Baby Eagles Born on American River Parkway

My neighbors and I suspected something was up last fall. We were wonderfully surprised last Spring 2016 when a pair of bald eagles made their appearance near our homes on the bluffs above Lake Natoma in Orangevale  and Folsom for the first time ever. We watched them soar back and forth to a tall, leaning pine tree they favored roosting in. And some were even lucky to see them dive bomb into Lake Natoma and snatch up a fish for dinner, surprising kayakers nearby.

Around fall and into winter, we noticed a difference in their behavior. The eagles were now flying to their pine tree with pieces of lumber and pine needles in their beaks. Little by little, we saw a nest developing. It grew bigger and bigger. If you've never seen an eagle's nest, you can't miss it is so massive. About a month ago, one of the eagles was constantly sitting in the nest. Could it be?

Carmichael nature photographer Susan Maxwell Skinner has been chronicling the eagles the past year. She was able to get the first picture of a sweet, tiny baby eaglet. Two are now in the nest. 
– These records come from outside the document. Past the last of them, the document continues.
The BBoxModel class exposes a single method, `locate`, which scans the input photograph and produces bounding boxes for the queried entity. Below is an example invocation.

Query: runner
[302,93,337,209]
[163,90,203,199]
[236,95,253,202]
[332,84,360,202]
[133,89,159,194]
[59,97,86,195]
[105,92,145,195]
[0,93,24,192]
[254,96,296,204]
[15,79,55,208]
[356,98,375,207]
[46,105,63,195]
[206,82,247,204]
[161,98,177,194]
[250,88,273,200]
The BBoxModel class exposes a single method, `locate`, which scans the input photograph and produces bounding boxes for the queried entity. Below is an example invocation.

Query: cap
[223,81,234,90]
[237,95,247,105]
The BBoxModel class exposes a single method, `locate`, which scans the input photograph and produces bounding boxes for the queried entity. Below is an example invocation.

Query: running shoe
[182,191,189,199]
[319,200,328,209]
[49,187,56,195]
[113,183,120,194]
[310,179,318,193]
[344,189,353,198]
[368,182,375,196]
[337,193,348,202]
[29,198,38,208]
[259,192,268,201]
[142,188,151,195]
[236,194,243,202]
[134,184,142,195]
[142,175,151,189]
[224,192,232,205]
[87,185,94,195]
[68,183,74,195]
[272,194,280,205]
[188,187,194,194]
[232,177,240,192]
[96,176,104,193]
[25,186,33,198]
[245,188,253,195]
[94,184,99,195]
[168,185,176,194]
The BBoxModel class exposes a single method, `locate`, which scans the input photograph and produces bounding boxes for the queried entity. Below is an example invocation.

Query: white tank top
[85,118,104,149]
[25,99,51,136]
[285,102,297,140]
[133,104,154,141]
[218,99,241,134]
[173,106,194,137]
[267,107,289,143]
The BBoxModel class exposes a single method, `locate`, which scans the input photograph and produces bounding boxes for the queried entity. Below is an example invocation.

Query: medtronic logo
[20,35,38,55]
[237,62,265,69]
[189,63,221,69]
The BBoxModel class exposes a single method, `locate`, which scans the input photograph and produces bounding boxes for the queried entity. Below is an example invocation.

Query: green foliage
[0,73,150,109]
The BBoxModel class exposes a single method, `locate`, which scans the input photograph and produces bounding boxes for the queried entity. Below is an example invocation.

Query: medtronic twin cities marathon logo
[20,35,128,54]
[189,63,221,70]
Most of the passers by know me as the Raptor Lady," said Skinner, who took the amazing photos for this piece. Word of the eagles and their babies got around. We don't disclose their exact location on the 200-acre nature preserve in order to protect them. Their pine tree is behind a fence on a sheer bluff. Most people and photographers are respectful and keep their distance so they don't spook the noble birds with the distinct white heads and curved beaks. Harming a bald eagle, our nation's symbol, is a federal crime. 

Skinner spends hours on the bluffs, waiting for just the right light and moment to capture their majesty. 

"You have to wait patiently and every now and again, you'll get a little bit of opportunity through branches of the tree," Skinner said. "You have to be extremely patient. You have to be very focused." 

A year after they appeared on the bluffs, the bald eagle family has grown by two. While we were thrilled to see two, we are now overjoyed to see four. Welcome to the neighborhood, eaglets. We can't wait to see you take your first flight.